This project was made for Introduction to ML classes at Faculty of Mathematics and Information Sciences at Warsaw University of Technology
The data comes from the dataset Human Activity Recognition with Smartphones. It consists of various measurements of bodily movement during activity of subjects including walking, laying and sitting. Participants recorded spatial data using gyroscopes and accelerometres from their smartphones. Various statistics in three axes were recorded for body and gravity in both time domain and frequency domain.
We decided to transform the data labels using two different mappings: VHS (vertical movement | horizontal movement | stationary) and WSL (walking | stationary | laying).
In our project we applied several clustering techniques (namely k-means, k-means Mini-Batch, Gaussian Mixture and Spectral clustering) and each obtained cluster was compared to existing labels of movement as well as to our mappings via ARI (Adjusted Rand Index).
Our final model for which the calculated ARI was the greatest was Gaussian Mixture model for 10 principal components of the dataset (obtained after we performed PCA) for WSL mapping. The ARI score was approximately 0.686, hence almost 70% of the values were clusterized appropriately to types of movement.

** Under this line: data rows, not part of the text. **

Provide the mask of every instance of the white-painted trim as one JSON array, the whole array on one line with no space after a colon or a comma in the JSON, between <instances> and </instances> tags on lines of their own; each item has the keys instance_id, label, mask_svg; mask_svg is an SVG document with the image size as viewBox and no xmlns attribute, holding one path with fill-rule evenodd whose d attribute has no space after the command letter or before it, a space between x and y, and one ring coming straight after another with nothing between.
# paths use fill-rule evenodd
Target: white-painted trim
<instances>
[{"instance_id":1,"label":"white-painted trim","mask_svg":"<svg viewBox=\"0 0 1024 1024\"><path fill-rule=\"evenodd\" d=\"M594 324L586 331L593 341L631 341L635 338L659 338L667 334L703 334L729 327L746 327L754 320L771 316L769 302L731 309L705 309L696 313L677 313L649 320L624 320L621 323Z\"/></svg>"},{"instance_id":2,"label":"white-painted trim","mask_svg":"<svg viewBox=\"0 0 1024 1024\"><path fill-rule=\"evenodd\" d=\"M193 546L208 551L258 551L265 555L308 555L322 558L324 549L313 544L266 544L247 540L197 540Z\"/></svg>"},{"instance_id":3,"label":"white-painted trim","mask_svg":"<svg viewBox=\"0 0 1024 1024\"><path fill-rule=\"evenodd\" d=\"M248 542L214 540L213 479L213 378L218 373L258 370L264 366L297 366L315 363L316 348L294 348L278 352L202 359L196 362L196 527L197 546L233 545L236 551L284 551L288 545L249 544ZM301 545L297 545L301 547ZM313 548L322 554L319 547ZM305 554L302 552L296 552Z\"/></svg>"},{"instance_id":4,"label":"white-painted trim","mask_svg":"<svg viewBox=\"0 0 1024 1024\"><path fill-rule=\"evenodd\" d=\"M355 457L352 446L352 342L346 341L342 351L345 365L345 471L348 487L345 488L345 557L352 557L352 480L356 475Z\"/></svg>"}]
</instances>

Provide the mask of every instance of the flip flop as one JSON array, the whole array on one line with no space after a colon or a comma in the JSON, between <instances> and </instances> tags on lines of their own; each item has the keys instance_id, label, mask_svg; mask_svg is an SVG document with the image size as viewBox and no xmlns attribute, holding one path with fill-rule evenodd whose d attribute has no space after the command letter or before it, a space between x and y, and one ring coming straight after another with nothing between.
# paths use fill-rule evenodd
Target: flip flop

WSL labels after PCA (10 principal components):
GMM clusters:
As it can be seen our model can recognize 'walking' movement at almost all times. The problem is to distinguish between 'sitting' and 'laying' movements for which accuracy is significantly lower. A potential expansion to our project would be to create an additional model to classify those two movements or to suggest a different, more sutiable mapping.